Restriction of movement prevents patients seeking treatment, hospital workers getting to work
FRIDAY, Jan. 9 (HealthDay News) -- The widespread erosion of human rights in the Palestinian West Bank and Gaza strip is denying Palestinians access to basic health care and preventing medical schools from functioning properly, according to correspondence published online Jan. 9 in The Lancet.
David Worth of York Hospital in York, the United Kingdom, and colleagues went on a fact-finding tour of the Palestinian territories in November 2008 and report on the effects of restriction of movement on access to health care, lengthy commutes for health care workers and interruption of medical studies.
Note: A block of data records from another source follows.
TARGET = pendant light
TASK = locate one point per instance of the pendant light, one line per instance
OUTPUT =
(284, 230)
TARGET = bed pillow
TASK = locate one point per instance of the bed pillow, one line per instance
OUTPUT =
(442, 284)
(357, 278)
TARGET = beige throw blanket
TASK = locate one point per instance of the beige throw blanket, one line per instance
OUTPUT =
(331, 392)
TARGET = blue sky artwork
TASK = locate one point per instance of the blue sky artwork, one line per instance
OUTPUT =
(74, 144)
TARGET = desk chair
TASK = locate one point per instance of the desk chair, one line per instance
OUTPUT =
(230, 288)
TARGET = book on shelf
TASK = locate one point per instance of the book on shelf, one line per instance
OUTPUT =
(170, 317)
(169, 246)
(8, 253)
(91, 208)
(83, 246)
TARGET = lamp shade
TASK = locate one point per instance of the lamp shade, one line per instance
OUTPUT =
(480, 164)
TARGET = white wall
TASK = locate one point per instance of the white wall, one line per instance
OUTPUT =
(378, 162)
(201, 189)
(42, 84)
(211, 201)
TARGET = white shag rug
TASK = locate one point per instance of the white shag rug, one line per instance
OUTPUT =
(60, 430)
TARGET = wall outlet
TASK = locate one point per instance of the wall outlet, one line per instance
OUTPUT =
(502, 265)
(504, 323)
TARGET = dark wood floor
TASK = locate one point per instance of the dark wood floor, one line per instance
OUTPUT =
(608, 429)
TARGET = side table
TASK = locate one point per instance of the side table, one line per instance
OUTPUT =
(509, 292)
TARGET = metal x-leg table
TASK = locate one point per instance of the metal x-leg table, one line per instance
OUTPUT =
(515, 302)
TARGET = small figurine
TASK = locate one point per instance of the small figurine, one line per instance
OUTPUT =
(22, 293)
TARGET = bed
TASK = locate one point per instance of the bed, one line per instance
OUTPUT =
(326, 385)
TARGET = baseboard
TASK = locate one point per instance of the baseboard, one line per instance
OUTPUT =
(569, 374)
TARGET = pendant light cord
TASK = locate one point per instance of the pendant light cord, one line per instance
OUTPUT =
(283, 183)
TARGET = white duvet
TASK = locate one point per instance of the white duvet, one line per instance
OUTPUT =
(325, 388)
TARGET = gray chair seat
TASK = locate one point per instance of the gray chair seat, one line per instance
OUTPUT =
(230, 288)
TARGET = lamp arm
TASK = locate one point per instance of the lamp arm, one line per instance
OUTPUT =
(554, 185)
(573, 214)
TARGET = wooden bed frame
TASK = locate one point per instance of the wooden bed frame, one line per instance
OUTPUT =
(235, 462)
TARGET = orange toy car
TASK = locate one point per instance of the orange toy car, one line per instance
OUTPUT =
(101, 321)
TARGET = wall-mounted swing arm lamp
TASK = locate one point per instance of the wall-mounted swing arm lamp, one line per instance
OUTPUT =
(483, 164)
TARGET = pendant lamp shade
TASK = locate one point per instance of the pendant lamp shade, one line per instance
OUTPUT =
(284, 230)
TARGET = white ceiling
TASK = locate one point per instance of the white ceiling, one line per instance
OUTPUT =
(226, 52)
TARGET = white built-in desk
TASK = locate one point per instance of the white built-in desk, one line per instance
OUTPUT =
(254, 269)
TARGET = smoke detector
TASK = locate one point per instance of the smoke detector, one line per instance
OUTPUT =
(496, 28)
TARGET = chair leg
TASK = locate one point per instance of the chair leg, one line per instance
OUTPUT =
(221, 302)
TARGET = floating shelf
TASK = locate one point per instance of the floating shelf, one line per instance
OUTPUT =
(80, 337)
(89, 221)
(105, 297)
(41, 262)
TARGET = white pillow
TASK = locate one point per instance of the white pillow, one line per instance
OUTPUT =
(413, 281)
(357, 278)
Under a blockade, residents in Gaza are denied access to essential medical supplies as well as food and fuel, the authors found, and exit permits for treatment outside Gaza are being granted only in exchange for intelligence gathering, according to Physicians for Human Rights-Israel.
"Our experience in the West Bank caused us grave concerns, which have been realized more rapidly and devastatingly than any of us could have anticipated, in the current disproportionate attacks by Israeli forces on Gaza," the authors write. "This report is for our colleagues around the world who might be unaware of the deliberate erosion of human rights in both the West Bank and Gaza. We suggest that, in view of the failure of other measures to influence those in power, serious consideration be given to targeted academic and trade boycotts."